À vrai dire, il est difficile d’argumenter sérieusement cette position. Pour cause, la liberté défendue par les libéraux est limitée par les droits d’autrui : dans ce cadre un individu ne saurait avoir plus de pouvoir que ce que veulent bien lui accorder les autres individus, par des contrats ou le libre consentement. Or c’est bien de confier un pouvoir non consenti aux « puissances de l’argent » dont sont accusés, à tort, les libéraux.
Et peu importe pour tous les partisans de cette théorie qui croient voir dans la crise de 2008 sa rigoureuse démonstration que rien dans la réalité n’a correspondu à une situation dans laquelle les États auraient abandonné l’économie aux acteurs privés. Peu leur importe que le nombre d’institutions étatiques et de textes de loi chargés de réglementer, observer, contrôler et punir les acteurs privés n’ait jamais été aussi conséquent que ces dernières années dans toute l’histoire de l’Humanité. Peu importe pour eux que les économistes qui ont le vent en poupe depuis des décennies sont les keynésiens, et que les théories de ceux-ci sont strictement appliquées sans cesse, sans la moindre remise en cause par des politiciens trop heureux d’y trouver les outils de la gouvernance – pour la gouvernance et au profit seul de la gouvernance.
Et pourtant cette réalité, il va bien falloir la regarder droit dans les yeux un jour ou l’autre. Sinon la catastrophe économique qui se prépare en Occident risque bien de durer et de déboucher sur une catastrophe d’un autre ordre, humanitaire cette fois-ci, quand toutes les idéologies anti-libérales hypocrites serviront, là encore, d’alibi à une gouvernance qui risque de virer au régime bananier.
Si les yeux sont aveugles, il faut garder espoir que la raison ne l’est pas. Elle est l’électrochoc qui manque à trop d’Européens et d’Américains.

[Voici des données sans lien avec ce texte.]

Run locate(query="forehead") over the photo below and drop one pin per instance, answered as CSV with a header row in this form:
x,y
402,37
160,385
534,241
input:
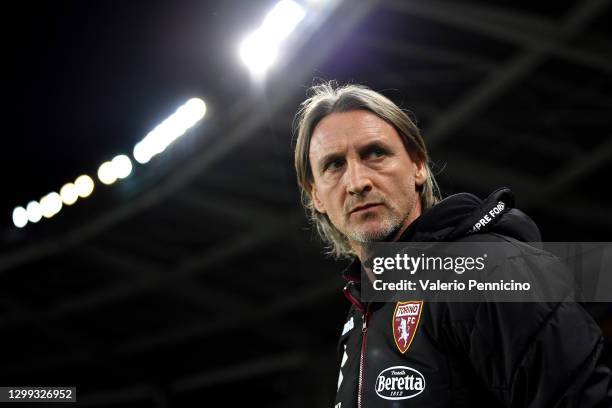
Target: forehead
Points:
x,y
347,129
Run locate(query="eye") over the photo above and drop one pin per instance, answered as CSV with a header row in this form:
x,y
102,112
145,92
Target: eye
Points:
x,y
334,164
376,153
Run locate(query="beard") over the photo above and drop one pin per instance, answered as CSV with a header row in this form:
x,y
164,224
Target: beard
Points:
x,y
389,226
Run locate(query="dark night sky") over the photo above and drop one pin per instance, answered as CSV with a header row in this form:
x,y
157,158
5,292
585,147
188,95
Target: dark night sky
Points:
x,y
85,80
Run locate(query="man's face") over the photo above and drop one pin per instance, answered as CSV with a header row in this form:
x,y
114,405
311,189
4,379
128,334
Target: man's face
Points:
x,y
364,180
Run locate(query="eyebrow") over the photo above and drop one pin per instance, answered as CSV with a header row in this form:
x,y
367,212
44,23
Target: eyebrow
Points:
x,y
330,157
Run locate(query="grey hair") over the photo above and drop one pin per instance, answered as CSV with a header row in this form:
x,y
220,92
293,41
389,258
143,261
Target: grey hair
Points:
x,y
327,98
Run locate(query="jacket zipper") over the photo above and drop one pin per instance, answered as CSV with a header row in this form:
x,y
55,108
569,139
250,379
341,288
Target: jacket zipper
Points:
x,y
364,336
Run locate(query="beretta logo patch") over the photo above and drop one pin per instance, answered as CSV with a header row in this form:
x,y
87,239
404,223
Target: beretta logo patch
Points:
x,y
405,323
399,382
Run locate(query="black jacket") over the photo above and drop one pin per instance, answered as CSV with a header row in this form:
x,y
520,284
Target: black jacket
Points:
x,y
471,354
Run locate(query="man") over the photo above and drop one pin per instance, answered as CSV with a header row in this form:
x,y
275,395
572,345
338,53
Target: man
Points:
x,y
363,170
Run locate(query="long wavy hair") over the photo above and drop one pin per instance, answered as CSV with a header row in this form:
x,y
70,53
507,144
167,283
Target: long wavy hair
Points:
x,y
327,98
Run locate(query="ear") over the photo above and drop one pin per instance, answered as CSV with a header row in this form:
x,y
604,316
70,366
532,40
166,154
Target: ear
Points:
x,y
420,174
316,200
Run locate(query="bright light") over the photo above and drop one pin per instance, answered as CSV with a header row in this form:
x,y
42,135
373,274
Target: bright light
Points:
x,y
282,20
69,194
257,53
106,173
259,50
157,140
84,185
20,217
34,211
50,204
122,166
193,110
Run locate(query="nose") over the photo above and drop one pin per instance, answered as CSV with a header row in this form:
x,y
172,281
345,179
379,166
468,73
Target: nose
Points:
x,y
358,181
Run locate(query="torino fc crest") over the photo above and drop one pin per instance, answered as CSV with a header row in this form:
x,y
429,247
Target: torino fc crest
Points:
x,y
405,323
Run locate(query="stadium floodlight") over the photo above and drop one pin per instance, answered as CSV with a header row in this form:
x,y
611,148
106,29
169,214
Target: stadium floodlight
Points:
x,y
34,212
259,50
84,185
122,166
20,217
257,53
69,194
157,140
106,173
50,204
282,20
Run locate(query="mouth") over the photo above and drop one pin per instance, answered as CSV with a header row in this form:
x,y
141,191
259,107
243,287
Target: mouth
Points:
x,y
364,207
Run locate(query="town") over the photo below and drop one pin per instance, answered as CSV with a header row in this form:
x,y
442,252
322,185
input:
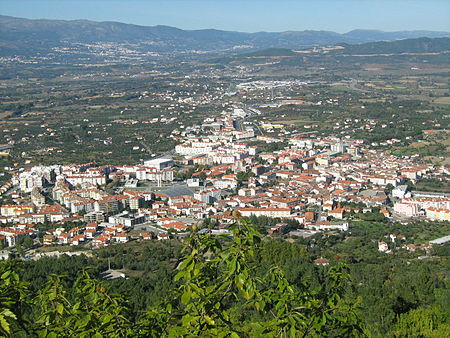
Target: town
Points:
x,y
313,184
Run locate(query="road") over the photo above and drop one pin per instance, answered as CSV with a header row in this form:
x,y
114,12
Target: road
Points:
x,y
149,228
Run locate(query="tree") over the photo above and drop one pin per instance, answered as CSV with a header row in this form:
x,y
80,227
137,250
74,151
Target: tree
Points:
x,y
218,294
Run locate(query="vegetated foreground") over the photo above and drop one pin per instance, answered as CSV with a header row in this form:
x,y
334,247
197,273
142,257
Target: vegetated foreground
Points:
x,y
239,286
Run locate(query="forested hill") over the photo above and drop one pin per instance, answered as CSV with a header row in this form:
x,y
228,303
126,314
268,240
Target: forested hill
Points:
x,y
25,37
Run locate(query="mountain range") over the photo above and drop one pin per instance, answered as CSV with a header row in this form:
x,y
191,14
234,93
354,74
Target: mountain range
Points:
x,y
29,37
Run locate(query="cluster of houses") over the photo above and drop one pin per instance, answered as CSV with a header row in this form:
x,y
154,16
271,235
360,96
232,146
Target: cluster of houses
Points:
x,y
316,181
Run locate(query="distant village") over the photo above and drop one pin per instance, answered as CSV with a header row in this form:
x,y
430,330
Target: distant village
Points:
x,y
317,182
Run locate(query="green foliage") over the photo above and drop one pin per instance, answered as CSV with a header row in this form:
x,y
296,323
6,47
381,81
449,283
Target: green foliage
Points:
x,y
423,322
219,293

Adressons-nous donc à elle. Messieurs les détracteurs du libéralisme, usez en en abondance. Et commencez par comprendre ceci : les « puissances de l’argent » ne veulent pas de la liberté, elles veulent l’État comme allié. La liberté ne sert pas les intérêts des véreux. Dans la liberté, on paye toujours les conséquences de ses vices. Mais l’État, parce qu’il est capable d’institutionnaliser et de légaliser le vice, est le plus bel outil mis à la disposition des êtres véreux, politiciens comme « puissances de l’argent ».

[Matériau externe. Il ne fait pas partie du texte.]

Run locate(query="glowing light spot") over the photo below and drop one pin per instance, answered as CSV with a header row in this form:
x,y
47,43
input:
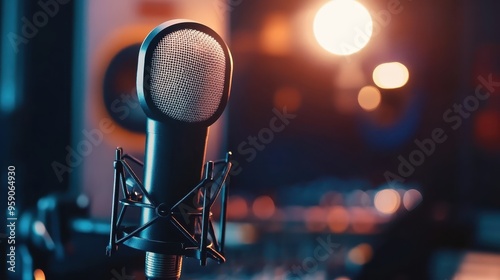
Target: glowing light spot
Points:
x,y
39,228
288,97
387,201
338,219
390,75
369,98
363,220
248,234
315,219
237,207
343,27
38,274
263,207
411,199
360,254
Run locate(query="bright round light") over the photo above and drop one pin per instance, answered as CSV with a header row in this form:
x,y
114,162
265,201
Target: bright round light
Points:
x,y
387,201
343,27
369,98
390,75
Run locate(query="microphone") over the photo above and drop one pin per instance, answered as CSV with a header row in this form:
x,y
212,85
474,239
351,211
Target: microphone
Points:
x,y
183,83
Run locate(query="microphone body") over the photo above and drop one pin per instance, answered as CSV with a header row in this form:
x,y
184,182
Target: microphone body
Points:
x,y
173,164
183,83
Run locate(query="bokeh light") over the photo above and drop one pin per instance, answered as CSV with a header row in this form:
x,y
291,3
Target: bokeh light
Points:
x,y
387,201
363,221
237,207
411,199
343,27
391,75
263,207
338,219
361,254
315,219
369,98
38,274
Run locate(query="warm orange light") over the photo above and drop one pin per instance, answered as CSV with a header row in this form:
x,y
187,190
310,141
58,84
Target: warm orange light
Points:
x,y
343,27
263,207
237,207
363,220
387,201
411,199
38,274
390,75
369,98
361,254
338,219
289,98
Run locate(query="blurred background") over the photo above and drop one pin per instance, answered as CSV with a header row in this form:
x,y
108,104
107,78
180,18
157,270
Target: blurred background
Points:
x,y
366,136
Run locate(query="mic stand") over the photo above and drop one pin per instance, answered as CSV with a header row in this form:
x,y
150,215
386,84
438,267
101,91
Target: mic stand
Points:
x,y
164,259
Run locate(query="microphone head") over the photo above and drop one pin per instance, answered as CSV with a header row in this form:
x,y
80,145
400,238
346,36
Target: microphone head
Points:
x,y
184,74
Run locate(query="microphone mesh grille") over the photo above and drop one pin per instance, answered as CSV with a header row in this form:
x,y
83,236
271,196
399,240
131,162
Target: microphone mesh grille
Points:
x,y
187,75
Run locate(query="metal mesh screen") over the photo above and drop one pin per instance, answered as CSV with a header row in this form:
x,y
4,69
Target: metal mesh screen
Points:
x,y
187,75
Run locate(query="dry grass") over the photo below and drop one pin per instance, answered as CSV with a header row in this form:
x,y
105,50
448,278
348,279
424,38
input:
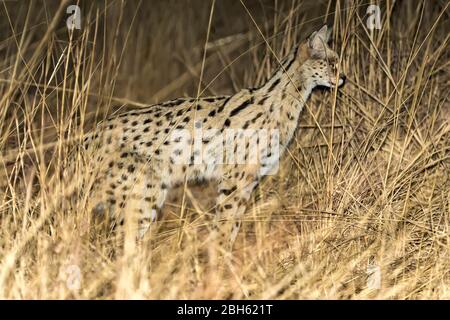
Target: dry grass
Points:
x,y
366,183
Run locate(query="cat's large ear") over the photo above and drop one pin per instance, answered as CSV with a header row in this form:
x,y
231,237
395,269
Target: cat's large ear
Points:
x,y
318,39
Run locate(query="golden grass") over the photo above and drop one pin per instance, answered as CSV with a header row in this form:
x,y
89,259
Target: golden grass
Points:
x,y
365,185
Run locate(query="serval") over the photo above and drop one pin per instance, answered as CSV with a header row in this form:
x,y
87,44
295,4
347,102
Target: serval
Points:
x,y
143,153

Vous le savez par ailleurs très bien, et vous feignez de l’ignorer. Pensez à toutes ces tyrannies que le XXè siècle a produit dans l’amour du socialisme, pensez à toutes ces comédies dramatiques que sont ces dictatures abracadabrantes que le Tiers-Monde a dû subir suite à la décolonisation, et que certaines régions du monde continuent de subir. Qu’y voyons-nous ? Des bandits et des tortionnaires, des pilleurs et des assassins, qui ont de leur côté toute la puissance de l’État. Les bandits y jugent leurs victimes, dans la plus parfaite comédie. Être vertueux, c’est risquer la condamnation. Être un pourri, un être véreux, être une ordure, c’est plus encore que se protéger, c’est être récompensé. L’inflation au vice y est grande : si votre voisin cède au vice, c’est votre vie que vous risquez à continuer de pratiquer la vertu.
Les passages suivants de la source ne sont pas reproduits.